第二十一話ー大晦日のお昼一~広瀬家~ー

 そろそろ、年を越す。というか、今日は大晦日の昼過ぎで、年を越せば夏芽はすぐ受験だ。いや、そもそも、十一月末に恋人になるって、夏芽の受験勉強の邪魔でしかないのではないのか? ふと、オレはそんな心配になった。でも、夏芽の方から何度も『好き』と言ってくれたし、キスだってクリスマスに激しいのをした。邪魔ではないのか……?


「でも……」

「迅ー、夏芽ちゃんが迎えに来たわよ」


 母さんがオレを呼んだ。『はいはーい』と、オレは玄関に向かった。玄関では、夏芽と母さんが仲良さそうに、『それはみりんをいれるといいよ』とか、『迅くんの好きそうな料理に挑戦したい』というのが聞こえた。オレの胃袋をつかむために、母さんに料理をうまくなるコツを聞いているみたいだ。


「なんというか、ホントの親子みたいだな」

「迅くーん」


 この姿だけ見ると、受験なんてまだまだ先に見える。きっと、夏芽は家で勉強頑張っているんだろうな。クリスマス会の実行委員で受験勉強出来なかった分取り戻すためにも。それで、息抜きにオレと……。そう考えると愛おしく感じた。そして、無意識のうちに夏芽を抱きしめていた。夏芽はそれをしあわせそうに受け止めてくれた。
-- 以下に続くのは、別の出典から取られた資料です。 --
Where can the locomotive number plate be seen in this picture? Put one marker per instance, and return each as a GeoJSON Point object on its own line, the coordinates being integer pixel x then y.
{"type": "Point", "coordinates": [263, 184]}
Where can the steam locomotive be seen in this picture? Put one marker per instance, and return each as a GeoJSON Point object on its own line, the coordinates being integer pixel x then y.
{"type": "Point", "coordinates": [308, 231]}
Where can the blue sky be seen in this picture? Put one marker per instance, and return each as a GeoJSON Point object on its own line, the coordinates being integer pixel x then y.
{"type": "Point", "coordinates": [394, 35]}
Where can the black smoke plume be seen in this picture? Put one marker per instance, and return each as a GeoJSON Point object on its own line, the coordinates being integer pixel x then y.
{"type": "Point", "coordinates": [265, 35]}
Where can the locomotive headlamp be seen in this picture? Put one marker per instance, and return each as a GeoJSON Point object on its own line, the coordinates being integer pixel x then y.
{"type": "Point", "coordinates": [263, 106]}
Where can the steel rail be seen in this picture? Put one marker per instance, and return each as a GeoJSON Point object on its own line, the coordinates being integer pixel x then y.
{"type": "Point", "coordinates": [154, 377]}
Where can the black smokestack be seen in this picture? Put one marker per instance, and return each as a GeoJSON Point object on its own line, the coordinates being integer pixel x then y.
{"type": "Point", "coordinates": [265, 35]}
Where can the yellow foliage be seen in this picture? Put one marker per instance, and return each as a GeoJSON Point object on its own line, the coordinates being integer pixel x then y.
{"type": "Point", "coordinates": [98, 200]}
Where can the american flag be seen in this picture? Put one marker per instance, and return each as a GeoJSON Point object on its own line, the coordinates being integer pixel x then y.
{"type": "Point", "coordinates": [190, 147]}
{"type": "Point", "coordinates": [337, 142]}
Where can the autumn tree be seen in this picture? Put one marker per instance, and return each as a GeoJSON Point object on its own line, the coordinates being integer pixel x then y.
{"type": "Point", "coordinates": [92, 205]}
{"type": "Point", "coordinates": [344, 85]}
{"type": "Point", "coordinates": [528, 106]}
「まったく、お母さんがいるのも忘れないでほしいわね」

「すいません……」

「夏芽ちゃんは受け身だからいいのよ。迅!!  外でもこんなことして夏芽ちゃんを困らせてないでしょうね」

「……たぶん、大丈夫?」

「なんで疑問形……」


 夏芽も母さんも同じところにツッコんだ。基本的に、オレも夏芽も感情が爆発しない限り、外では抱きしめ合ったり、キスはしない。恋人繋ぎが……。と思ったが、夏芽と正式に付き合う前に、外で頬にキスされたことを思い出した。


「で、夏芽はなんで来たの?  確か、この後、夏芽の家族とオレで年越しの用意じゃなかったけ?」

「えへへ、迅くんだけと過ごす時間も欲しくて……。あと、お義母さんに年末のあいさつしていなかったの思い出したから」

「んもー夏芽ちゃん、早くお嫁に来てほしいわー」

「ちょ、母さんこそ、変なこと言って、夏芽を困らせるなよ」

「今すぐにでも行きたいです!!」


 『ちょ夏芽!? 』とオレも困惑した。その様子を見て、夏芽は上目遣いで訴えてきた。


「迅くんはわたしと結婚したくない?」

「……たい」

「なんて?」

「したいです!!」


 『ハハッ、これじゃどっちが先輩かわからないね』と母さんは笑って家の中に入った。